This document attempts to address stylistic points of HTML composition, both at the document and the web level. It is available on the Web at http://www.ology.org/tilt/cgh/ (if you are reading this via a mirror, you may want to check the original to make sure you're seeing an up-to-date version).
Disclaimer: This document is neither finished, nor is it even all that current. It reflects my thinking during the summer of 1995, which is that last time that I had the luxury of spending three months thinking about these kinds of things. The web changes rapidly; in some ways this document is now hopelessly out of date. In other ways, though, it still retains some valuable insights (at least, in my humble opinion). You'll have to be the judge, as the reader, because I have neither the time nor the inclination these days to try to keep this document updated. This text is still largely the same text I wrote that summer, with occasional grammatical and spelling fixes. Caveat emptor!
New: This is version 2.0.20 (the old version 1 is no longer available, as of Nov 17 1997). Now that Web Weaving is on shelves near you, it seems appropriate for me to get off my duff and feed all of the changes back into this document. See "Some History," below, for more information on what the heck I'm talking about.

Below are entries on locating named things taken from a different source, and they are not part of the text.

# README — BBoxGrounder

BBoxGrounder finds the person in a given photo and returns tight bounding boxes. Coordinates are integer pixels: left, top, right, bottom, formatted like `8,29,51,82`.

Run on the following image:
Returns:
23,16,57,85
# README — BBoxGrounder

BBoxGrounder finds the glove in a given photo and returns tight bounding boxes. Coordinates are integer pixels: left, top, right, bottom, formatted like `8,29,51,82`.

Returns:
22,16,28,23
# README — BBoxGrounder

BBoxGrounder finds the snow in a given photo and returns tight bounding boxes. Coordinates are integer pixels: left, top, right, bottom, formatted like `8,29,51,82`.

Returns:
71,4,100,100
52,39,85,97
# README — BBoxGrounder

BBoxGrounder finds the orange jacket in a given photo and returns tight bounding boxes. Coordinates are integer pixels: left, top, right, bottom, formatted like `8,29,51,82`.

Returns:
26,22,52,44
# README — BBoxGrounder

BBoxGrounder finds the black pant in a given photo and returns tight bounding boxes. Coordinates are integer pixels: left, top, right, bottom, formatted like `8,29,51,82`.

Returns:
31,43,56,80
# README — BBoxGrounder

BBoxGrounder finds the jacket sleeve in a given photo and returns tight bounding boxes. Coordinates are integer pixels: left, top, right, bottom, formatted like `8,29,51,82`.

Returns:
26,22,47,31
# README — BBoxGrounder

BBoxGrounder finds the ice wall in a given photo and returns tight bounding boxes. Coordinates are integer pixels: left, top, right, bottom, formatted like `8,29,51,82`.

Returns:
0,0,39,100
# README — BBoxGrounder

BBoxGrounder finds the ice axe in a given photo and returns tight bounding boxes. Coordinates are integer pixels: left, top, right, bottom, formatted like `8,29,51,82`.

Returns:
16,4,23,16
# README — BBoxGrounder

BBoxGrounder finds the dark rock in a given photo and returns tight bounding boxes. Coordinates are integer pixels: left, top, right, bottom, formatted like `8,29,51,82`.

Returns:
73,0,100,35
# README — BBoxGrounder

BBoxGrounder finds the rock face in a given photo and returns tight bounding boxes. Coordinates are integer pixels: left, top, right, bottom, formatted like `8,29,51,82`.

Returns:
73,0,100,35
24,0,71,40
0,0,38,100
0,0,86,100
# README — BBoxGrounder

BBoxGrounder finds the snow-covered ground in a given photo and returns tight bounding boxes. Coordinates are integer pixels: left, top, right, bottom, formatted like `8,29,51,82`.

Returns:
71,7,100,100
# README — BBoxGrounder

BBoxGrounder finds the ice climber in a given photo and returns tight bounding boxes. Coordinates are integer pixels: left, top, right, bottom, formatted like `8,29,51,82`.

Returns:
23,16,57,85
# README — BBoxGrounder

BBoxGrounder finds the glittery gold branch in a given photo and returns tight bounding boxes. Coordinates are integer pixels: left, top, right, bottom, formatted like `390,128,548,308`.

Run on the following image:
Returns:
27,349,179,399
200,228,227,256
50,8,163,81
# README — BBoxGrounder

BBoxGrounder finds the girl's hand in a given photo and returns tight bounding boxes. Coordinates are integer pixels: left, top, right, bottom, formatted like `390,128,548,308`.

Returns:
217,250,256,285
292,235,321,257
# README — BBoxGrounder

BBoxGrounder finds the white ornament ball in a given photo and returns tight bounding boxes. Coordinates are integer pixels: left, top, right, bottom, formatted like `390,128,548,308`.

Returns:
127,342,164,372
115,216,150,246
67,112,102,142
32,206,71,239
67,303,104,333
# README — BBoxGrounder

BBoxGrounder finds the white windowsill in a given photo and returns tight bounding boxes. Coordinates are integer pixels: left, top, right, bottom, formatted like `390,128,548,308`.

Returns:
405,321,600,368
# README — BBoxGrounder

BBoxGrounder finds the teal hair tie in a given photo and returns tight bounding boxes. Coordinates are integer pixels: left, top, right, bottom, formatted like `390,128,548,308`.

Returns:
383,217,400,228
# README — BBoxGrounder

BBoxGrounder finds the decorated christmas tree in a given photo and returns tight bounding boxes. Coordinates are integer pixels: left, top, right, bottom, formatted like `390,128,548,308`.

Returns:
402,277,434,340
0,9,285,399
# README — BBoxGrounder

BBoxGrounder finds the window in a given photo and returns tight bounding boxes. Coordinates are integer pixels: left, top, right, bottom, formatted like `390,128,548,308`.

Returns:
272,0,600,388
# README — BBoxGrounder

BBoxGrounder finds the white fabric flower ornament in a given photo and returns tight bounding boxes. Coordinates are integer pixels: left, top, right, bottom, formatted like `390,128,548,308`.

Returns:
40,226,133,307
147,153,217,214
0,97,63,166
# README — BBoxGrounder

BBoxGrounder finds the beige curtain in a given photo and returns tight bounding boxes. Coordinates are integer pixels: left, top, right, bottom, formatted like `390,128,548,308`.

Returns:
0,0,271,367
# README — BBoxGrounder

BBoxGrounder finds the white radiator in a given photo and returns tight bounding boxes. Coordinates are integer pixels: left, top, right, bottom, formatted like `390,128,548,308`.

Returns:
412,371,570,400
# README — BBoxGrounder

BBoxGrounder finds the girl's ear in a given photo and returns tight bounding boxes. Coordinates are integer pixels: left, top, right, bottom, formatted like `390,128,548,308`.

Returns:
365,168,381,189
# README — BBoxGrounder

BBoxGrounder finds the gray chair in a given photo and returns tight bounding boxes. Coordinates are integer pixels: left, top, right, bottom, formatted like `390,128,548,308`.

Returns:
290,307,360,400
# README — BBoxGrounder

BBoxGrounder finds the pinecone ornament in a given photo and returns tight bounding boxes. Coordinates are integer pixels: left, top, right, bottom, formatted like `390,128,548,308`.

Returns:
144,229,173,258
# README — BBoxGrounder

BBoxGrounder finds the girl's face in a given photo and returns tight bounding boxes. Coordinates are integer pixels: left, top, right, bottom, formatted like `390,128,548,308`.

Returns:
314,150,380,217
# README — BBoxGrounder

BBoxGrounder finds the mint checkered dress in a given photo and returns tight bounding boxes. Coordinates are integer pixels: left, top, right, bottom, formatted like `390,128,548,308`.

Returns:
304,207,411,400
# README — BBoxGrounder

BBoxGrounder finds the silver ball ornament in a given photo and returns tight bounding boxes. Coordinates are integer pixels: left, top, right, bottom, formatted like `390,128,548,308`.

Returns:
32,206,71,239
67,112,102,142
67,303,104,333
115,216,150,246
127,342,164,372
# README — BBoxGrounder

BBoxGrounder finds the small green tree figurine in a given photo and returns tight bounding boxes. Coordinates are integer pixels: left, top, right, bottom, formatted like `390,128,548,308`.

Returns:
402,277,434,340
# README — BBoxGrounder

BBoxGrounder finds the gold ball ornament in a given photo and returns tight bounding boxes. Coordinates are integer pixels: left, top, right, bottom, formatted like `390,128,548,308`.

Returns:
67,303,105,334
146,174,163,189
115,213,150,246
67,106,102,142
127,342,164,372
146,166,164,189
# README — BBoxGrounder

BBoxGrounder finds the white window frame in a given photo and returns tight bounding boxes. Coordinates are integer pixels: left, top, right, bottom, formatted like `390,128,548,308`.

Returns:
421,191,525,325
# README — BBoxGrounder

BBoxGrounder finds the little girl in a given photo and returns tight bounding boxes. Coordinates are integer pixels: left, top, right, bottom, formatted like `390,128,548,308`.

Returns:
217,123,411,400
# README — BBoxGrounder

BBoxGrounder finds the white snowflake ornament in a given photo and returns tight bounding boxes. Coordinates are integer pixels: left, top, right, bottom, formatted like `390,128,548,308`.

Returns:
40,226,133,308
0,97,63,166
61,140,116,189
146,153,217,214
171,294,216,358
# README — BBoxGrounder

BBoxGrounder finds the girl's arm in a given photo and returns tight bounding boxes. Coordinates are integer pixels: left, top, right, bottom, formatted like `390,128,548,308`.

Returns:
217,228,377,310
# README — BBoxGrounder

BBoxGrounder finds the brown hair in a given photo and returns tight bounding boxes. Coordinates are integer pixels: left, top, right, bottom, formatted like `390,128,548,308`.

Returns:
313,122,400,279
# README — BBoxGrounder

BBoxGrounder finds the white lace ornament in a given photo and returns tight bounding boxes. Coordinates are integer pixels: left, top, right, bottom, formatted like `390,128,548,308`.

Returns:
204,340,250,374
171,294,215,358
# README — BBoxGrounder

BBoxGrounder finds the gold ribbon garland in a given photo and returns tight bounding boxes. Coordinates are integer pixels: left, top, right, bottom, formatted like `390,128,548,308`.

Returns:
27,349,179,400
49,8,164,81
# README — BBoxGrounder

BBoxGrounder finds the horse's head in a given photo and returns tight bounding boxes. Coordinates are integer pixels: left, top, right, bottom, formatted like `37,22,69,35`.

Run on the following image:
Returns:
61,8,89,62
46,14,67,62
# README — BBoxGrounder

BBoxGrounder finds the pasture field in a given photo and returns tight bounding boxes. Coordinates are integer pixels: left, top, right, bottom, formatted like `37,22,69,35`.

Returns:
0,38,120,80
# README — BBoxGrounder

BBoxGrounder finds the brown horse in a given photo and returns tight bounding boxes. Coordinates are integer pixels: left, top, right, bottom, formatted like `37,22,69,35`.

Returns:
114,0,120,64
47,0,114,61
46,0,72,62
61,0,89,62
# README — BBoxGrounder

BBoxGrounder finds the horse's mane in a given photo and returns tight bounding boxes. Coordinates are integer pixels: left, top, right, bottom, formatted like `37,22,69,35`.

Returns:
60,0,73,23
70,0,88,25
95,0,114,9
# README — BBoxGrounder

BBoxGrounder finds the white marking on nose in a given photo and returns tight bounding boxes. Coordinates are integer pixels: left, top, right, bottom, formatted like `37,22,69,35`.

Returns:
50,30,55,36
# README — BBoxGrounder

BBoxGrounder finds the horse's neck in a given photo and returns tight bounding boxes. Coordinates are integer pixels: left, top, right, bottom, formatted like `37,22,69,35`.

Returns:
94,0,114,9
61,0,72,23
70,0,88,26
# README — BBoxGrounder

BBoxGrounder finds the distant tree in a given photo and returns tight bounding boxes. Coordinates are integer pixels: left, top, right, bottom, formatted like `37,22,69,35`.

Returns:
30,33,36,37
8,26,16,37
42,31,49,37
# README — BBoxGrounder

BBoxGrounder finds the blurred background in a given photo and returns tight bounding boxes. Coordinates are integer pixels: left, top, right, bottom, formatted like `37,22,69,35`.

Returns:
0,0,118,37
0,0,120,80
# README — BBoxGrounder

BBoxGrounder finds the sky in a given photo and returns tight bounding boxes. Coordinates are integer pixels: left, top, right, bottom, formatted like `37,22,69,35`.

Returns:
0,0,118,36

This document is divided into two main sections. The first section discusses the document -- it should be recognizable as the revised version of the original CGH. It discusses good practices to follow in creating your documents, common errors and things to avoid when composing HTML, and finally, a brief treatment style sheets, which provide a mechanism for greater control over how a document is rendered. The second section is brand new -- it discusses style issues regarding your Web as a whole. How it is divided and organized, how it is interlinked and intertwined; these are the issues under consideration here.
This is not a beginner's guide; check the "For More Information" section for pointers to more basic works, as well as for more advanced references and tutorials. It is designed for the HTML author who has learned the basics, and is ready to start thinking about the more advanced aspects of Web document design.
Note: I'm not finished spiffing up this new version yet, but it's good enough to be presentable, and I'd rather have the information available, rather than have it languish for lack of final polishing. At the very least, I still need to:
Unfortunately, the life of grad student is not all cheese and wine (very little of it, in fact), so these will have to come at a later date. Besides, with the publication of Web Weaving (see the History section below for background), it seems an appropriate time to also re-update this document, so I won't let a little thing like a busy schedule stand in my way.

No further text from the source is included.